US TELCOM Verizon Communications asked the FCC for regulatory changes Wednesday to help it compete for customers with rival cable service providers.
It wants the FCC to make it just as simple for consumers to change their home video and Internet vendors as it is for them to switch their phone companies.
The largest US telecoms such as Verizon and AT&T are offering cable quality video services over fibre-optic links that compete with cable television vendors. Meanwhile, the major cable providers such as Comcast and Time Warner are selling VoIP based telephone services.
According to FCC regulations, phone companies accept cancellations directly from competitors, but many cable operators require their customers to call in disconnection orders themselves.
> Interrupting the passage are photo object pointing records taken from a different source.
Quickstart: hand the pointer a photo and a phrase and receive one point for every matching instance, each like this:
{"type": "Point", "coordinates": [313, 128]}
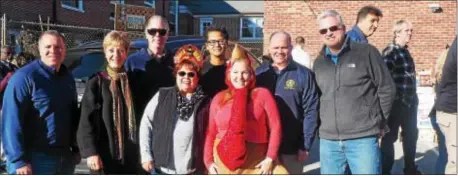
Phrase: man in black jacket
{"type": "Point", "coordinates": [356, 97]}
{"type": "Point", "coordinates": [446, 107]}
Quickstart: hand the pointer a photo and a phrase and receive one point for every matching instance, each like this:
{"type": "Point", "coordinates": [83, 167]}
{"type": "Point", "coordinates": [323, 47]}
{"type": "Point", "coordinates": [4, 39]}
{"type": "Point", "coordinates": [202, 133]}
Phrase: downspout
{"type": "Point", "coordinates": [54, 12]}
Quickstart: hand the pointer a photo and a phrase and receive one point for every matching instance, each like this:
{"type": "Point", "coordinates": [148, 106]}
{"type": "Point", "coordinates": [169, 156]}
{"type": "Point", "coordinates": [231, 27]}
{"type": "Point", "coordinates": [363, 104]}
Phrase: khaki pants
{"type": "Point", "coordinates": [447, 124]}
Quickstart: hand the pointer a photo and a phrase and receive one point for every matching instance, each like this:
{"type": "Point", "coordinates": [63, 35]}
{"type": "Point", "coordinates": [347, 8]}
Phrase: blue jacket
{"type": "Point", "coordinates": [40, 113]}
{"type": "Point", "coordinates": [356, 35]}
{"type": "Point", "coordinates": [297, 100]}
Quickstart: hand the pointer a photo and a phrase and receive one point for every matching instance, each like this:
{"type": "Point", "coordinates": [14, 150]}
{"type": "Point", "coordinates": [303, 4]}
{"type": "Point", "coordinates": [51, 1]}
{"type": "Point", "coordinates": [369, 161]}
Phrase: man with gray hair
{"type": "Point", "coordinates": [404, 112]}
{"type": "Point", "coordinates": [296, 96]}
{"type": "Point", "coordinates": [6, 55]}
{"type": "Point", "coordinates": [40, 114]}
{"type": "Point", "coordinates": [150, 68]}
{"type": "Point", "coordinates": [356, 97]}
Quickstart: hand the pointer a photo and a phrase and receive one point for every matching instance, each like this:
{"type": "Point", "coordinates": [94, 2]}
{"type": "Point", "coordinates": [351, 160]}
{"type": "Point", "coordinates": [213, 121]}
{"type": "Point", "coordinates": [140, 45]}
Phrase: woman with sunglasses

In its petition to the FCC, Verizon said: "The process to switch video providers is more cumbersome for consumers. This significantly complicates the process of switching video providers, thereby entrenching the cable incumbents' dominant market position."
It's reasonable for phone companies to switch customers from one long-distance service provider to another on demand. Accomplishing that trick requires just a few database changes -- one at a local phone company's central office switch and one at each long-distance phone company. No muss, no fuss.
But switching away from cable video service to a competing fibre-optic based video service -- which is what Verizon is obviously seeking to facilitate here -- isn't nearly as straightforward. That requires two onsite service calls, one to disconnect the cable service and another to install the fibre-optic link. It's just naive to imagine that both providers will manage to coordinate those service calls well between themselves, without any interruption or overlap of services.
Anyone who's ever ordered the installation of broadband DSL service requiring logistics coordination between the local phone company and a competing local exchange carrier (CLEC) such as Covad knows what we're talking about here.
The FCC should do consumers a favour and decline to grant Verizon's wish. µ
L'Inq
Reuters
Well, as much as I dislike Time Warner and Roadrunner, because I live in what Verizon considers a "rural" area (only 10 miles from the New York state capital building in Albany), it will be a LONG time before Verizon provides DSL or FiOS to compete with TW/RR. And with the charges for Verizon POTS rising; I made the switch to TW digital phone service without breaking a sweat.

I'd like some competition to TW/RR, but it isn't going to come from Verizon.